Sally Gilmartin is really Eva Delectorskaya, a resident of Paris, by birth a Russian, and a woman who loses this identity when she becomes a spy for Great Britain during World War II. You’ve seen the bumper sticker, “Just because I’m paranoid doesn’t mean someone isn’t after me”? In 1976, Sally is a grandmother and Eva has long disappeared, but an unknown event has triggered a paranoia in Sally that her past is on the verge of catching up with her. She decides to tell her daughter, Ruth, about her hidden life. Boyd tells Ruth’s and Sally’s stories in alternating chapters.

Ruth has a small life in Oxford as an academic, a teacher of English to foreigners, a mother to a young boy, and the ex-girlfriend of a German man whose wayward brother has insidiously moved into Ruth’s apartment.

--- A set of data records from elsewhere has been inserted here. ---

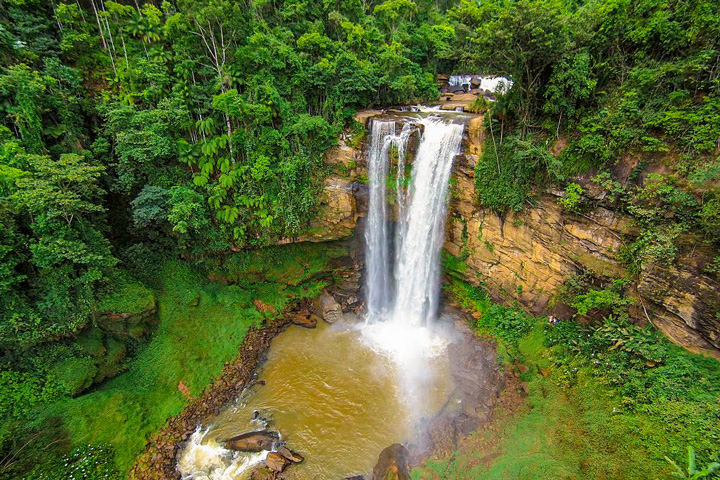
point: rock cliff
(527, 256)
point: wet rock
(263, 307)
(393, 464)
(305, 319)
(276, 462)
(182, 388)
(263, 473)
(253, 441)
(327, 307)
(290, 455)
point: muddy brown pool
(333, 399)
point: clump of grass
(201, 325)
(604, 402)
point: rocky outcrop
(253, 441)
(337, 215)
(275, 462)
(326, 307)
(527, 256)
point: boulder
(393, 464)
(253, 441)
(327, 307)
(276, 462)
(290, 455)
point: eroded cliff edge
(528, 256)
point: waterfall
(376, 232)
(379, 285)
(417, 270)
(409, 297)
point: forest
(145, 145)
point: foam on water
(207, 460)
(402, 327)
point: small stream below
(340, 394)
(332, 397)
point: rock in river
(276, 462)
(327, 307)
(290, 455)
(305, 319)
(393, 464)
(253, 441)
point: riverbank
(591, 410)
(202, 324)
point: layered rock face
(338, 213)
(527, 256)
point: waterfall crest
(407, 300)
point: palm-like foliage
(693, 472)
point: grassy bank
(596, 408)
(202, 323)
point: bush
(573, 198)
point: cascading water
(423, 224)
(400, 325)
(376, 234)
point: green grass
(191, 345)
(575, 424)
(129, 296)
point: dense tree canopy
(132, 129)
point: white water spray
(207, 460)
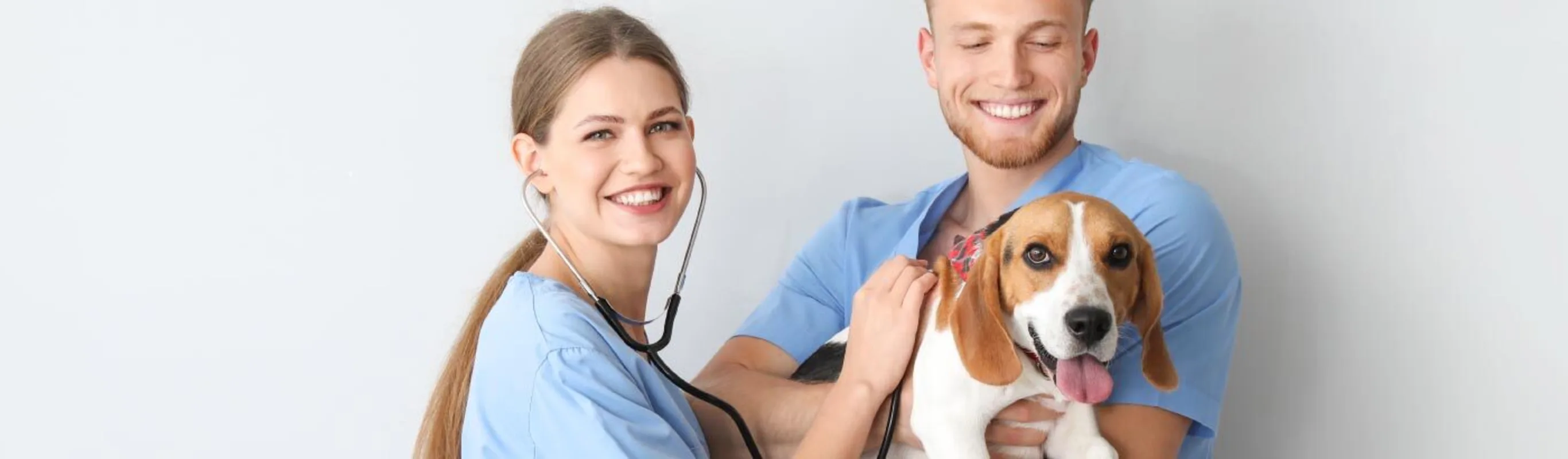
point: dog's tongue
(1084, 380)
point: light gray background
(250, 230)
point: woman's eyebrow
(617, 119)
(601, 118)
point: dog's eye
(1120, 256)
(1037, 256)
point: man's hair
(1087, 5)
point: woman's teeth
(641, 196)
(1009, 112)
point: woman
(599, 112)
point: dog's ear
(977, 320)
(1147, 317)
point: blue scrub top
(1192, 245)
(553, 380)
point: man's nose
(1010, 69)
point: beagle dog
(1051, 284)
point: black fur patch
(824, 365)
(1007, 252)
(999, 221)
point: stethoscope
(615, 318)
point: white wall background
(251, 230)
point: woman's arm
(843, 422)
(882, 340)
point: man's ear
(1090, 54)
(927, 48)
(526, 153)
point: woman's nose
(641, 157)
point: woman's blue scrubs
(553, 380)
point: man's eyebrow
(1031, 27)
(971, 26)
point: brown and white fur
(1064, 258)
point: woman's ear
(526, 153)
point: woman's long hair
(557, 55)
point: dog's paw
(1100, 449)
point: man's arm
(1202, 282)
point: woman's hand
(883, 323)
(882, 339)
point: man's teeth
(641, 196)
(1009, 112)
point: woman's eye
(665, 126)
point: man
(1009, 76)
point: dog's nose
(1089, 325)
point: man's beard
(1012, 155)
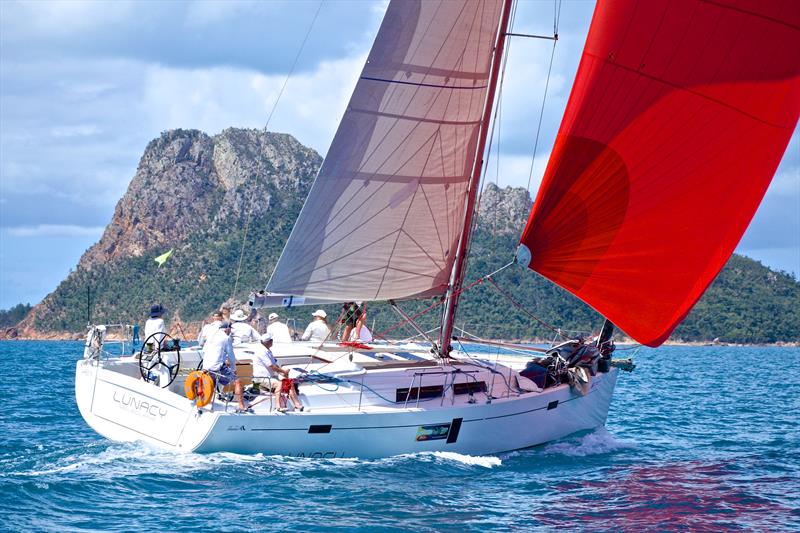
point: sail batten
(381, 220)
(678, 118)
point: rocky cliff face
(193, 193)
(504, 211)
(188, 182)
(196, 194)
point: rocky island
(225, 205)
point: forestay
(679, 116)
(383, 217)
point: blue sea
(700, 439)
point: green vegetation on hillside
(10, 317)
(240, 173)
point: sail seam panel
(694, 92)
(419, 84)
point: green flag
(162, 258)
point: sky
(85, 85)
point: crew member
(210, 328)
(219, 360)
(155, 324)
(278, 330)
(241, 330)
(351, 312)
(317, 330)
(266, 366)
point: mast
(459, 266)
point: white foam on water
(486, 461)
(598, 442)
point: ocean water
(700, 439)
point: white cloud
(55, 230)
(78, 130)
(786, 182)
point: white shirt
(207, 332)
(364, 335)
(279, 332)
(154, 325)
(217, 350)
(262, 359)
(316, 331)
(243, 332)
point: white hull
(123, 408)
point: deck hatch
(432, 391)
(455, 427)
(470, 387)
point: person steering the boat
(219, 360)
(351, 313)
(155, 324)
(210, 329)
(278, 330)
(241, 330)
(265, 366)
(317, 330)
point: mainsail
(679, 116)
(383, 218)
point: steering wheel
(151, 360)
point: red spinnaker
(679, 116)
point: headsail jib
(382, 220)
(678, 118)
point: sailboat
(678, 118)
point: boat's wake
(597, 442)
(125, 460)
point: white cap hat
(238, 316)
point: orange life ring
(199, 387)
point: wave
(597, 442)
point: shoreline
(627, 342)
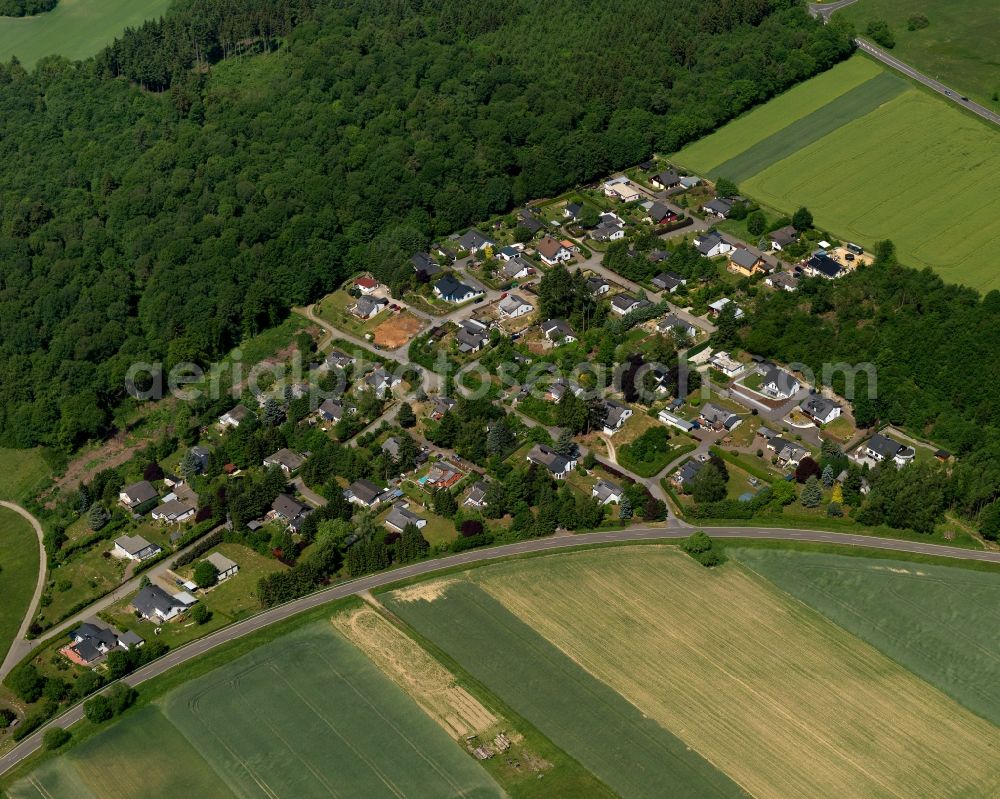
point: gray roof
(605, 489)
(152, 598)
(744, 258)
(364, 490)
(140, 492)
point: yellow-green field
(776, 696)
(75, 29)
(872, 158)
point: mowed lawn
(916, 171)
(940, 622)
(18, 573)
(959, 47)
(630, 753)
(781, 699)
(142, 756)
(75, 29)
(309, 716)
(766, 120)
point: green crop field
(309, 715)
(766, 120)
(876, 160)
(631, 753)
(74, 28)
(142, 756)
(18, 573)
(939, 622)
(958, 47)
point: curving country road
(426, 568)
(19, 647)
(825, 10)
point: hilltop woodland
(189, 184)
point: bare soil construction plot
(397, 330)
(781, 699)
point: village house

When her mother slowly begins to reveal who Eva was, Ruth is uncertain whether her mother is telling the truth or sick from some delusional ailment.

Eva’s story begins with a casual recruitment by a strange acquaintance of her dead brother. Gradually Eva becomes more enmeshed in the propaganda machine Great Britain uses to sway other countries into allying with them and is later involved in more intricate activities. Initially, Ruth’s story is ordinary and uneventful in counterpoint to the increasing strangeness and exoticism of her mother’s tale, but we gradually learn that certain associations Ruth has tie into a dangerous part of the world in 1976, with implications for something more serious in the future. The spy apple may not fall far from the tree!

Boyd’s story of Eva is clever and harkens to a world of le Carré with its ambiguous relationships and shadowy power plays. He uses a gentler touch with Ruth and breathes life into her world without the underlying thrum of tension and suspense he uses for Eva. The bottom line: a great story with masterful writing.